As gamblers pack Detroit’s casinos and Mayor Kwame Kilpatrick makes announcements about forging permanent casino development deals, the future of the city’s gaming halls is more in question than ever. U.S. District Judge Robert Holmes Bell this week ordered Detroit to prove why the current casino development agreement and three casino licenses shouldn’t be declared unlawful and void. Bell’s move follows a January decision by the U.S. Court of Appeals in Cincinnati. The appeals court determined the deal forged between former Mayor Dennis Archer and the three original casino owners was illegal, because the owners were given preferential treatment

That was a major victory for the tiny Lac Vieux Desert Band of Lake Superior Chippewa Indians, who claimed they were locked out of the bidding process. Now Bell, who has consistently ruled in favor of Detroit, must make a decision that jibes with the higher court’s findings. Bell’s order suggests one option is an injunction against all gaming in Detroit. A hearing is set for May 1 in Grand Rapids, where Detroit’s lawyers must convince the judge the city’s cash cows shouldn’t be shut down. “We’re waiting with bated breath for the city to explain to the judge how the casinos can continue to operate under agreements the court has determined to be void,” says Conly Schulte, attorney for the Lac Vieux tribe.

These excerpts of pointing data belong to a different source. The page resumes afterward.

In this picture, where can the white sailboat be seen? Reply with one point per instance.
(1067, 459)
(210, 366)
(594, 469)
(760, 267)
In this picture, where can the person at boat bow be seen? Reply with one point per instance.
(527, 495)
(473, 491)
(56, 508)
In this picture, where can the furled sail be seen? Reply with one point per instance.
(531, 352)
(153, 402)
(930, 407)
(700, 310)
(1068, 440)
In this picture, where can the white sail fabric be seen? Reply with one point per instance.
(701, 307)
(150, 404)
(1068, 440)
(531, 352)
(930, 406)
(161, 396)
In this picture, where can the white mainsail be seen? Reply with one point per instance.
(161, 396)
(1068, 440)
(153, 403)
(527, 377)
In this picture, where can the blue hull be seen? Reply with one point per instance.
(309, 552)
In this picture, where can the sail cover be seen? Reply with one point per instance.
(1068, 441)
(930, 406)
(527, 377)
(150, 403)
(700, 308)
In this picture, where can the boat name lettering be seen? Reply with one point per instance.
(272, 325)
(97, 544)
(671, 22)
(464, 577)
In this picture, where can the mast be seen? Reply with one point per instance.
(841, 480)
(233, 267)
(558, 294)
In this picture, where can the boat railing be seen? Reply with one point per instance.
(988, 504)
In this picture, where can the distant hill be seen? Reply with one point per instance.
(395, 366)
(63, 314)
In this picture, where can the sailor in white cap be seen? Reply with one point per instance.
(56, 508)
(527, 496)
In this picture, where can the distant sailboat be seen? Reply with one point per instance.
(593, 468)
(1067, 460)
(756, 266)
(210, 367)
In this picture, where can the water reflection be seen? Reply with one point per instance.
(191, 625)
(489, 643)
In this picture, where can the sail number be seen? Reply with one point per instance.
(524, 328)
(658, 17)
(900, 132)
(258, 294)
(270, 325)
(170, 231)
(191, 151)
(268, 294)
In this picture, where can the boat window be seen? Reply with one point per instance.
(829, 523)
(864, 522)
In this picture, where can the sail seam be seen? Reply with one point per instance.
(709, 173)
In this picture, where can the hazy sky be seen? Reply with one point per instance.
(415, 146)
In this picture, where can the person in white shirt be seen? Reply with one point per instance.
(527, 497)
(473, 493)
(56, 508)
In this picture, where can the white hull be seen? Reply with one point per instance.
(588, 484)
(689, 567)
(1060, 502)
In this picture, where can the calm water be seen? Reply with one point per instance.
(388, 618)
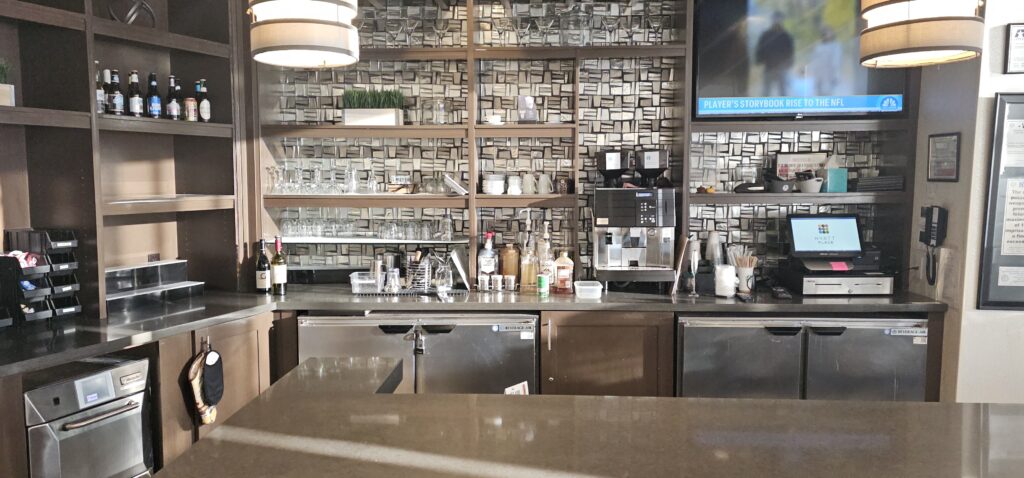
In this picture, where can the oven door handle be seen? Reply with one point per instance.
(101, 417)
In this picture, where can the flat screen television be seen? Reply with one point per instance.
(787, 58)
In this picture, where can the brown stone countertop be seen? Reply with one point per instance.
(307, 425)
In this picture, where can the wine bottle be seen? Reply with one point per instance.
(154, 103)
(115, 98)
(279, 268)
(262, 269)
(172, 107)
(134, 95)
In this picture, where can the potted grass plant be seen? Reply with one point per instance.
(361, 107)
(6, 89)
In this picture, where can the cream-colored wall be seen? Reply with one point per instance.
(983, 360)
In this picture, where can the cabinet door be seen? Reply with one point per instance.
(606, 353)
(244, 347)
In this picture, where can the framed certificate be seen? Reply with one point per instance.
(1001, 275)
(1015, 48)
(943, 158)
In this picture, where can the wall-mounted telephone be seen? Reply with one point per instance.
(932, 236)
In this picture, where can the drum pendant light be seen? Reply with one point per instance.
(919, 33)
(304, 33)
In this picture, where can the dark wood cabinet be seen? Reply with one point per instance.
(607, 353)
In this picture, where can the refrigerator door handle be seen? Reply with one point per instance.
(828, 331)
(437, 329)
(394, 330)
(783, 331)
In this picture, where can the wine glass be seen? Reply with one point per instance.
(440, 28)
(393, 28)
(522, 26)
(544, 25)
(412, 24)
(610, 25)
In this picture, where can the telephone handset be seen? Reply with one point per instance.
(932, 236)
(935, 225)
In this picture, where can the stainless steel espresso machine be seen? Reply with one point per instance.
(634, 226)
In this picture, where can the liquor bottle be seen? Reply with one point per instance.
(262, 269)
(154, 103)
(135, 107)
(172, 107)
(115, 98)
(563, 273)
(100, 90)
(279, 268)
(204, 102)
(486, 260)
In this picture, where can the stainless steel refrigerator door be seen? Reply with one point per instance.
(867, 360)
(360, 337)
(725, 358)
(469, 354)
(102, 441)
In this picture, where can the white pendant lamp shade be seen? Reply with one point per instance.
(919, 33)
(304, 33)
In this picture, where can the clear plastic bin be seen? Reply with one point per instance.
(364, 283)
(588, 289)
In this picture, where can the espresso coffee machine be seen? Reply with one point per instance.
(635, 234)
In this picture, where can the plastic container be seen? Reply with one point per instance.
(589, 289)
(364, 283)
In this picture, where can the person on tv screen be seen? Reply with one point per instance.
(775, 50)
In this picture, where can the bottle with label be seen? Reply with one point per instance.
(279, 268)
(135, 107)
(510, 260)
(100, 91)
(486, 260)
(154, 103)
(115, 98)
(204, 102)
(262, 269)
(563, 273)
(172, 107)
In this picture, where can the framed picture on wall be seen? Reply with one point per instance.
(1015, 48)
(1001, 274)
(943, 158)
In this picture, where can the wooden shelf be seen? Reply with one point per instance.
(530, 201)
(42, 14)
(716, 126)
(416, 54)
(800, 198)
(342, 131)
(366, 201)
(118, 31)
(150, 125)
(540, 130)
(167, 204)
(39, 117)
(580, 52)
(370, 241)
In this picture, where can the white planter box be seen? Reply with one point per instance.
(6, 94)
(373, 117)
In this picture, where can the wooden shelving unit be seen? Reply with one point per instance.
(128, 186)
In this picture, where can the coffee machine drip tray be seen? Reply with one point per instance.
(635, 274)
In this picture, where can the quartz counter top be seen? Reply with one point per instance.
(42, 345)
(303, 427)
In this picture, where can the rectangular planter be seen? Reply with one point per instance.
(6, 95)
(373, 117)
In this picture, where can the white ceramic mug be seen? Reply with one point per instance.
(745, 276)
(725, 280)
(528, 183)
(544, 185)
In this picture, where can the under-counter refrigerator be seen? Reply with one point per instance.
(441, 353)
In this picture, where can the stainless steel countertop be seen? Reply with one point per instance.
(303, 427)
(37, 346)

Several things could happen. If the judge rules in favor of the Lac Vieux tribe, the casino contracts will go out for bids, with constitutional protections for fairness in place.

In contrast, the city will argue that development plans for the existing casinos, with the existing owners, should proceed as planned. “The whole purpose of the casinos in the first place was to generate jobs,” and halting business at the casinos would jeopardize 8,000 employees and the $100 million in taxes the casinos send to city coffers, says mayoral spokesman Bob Berg.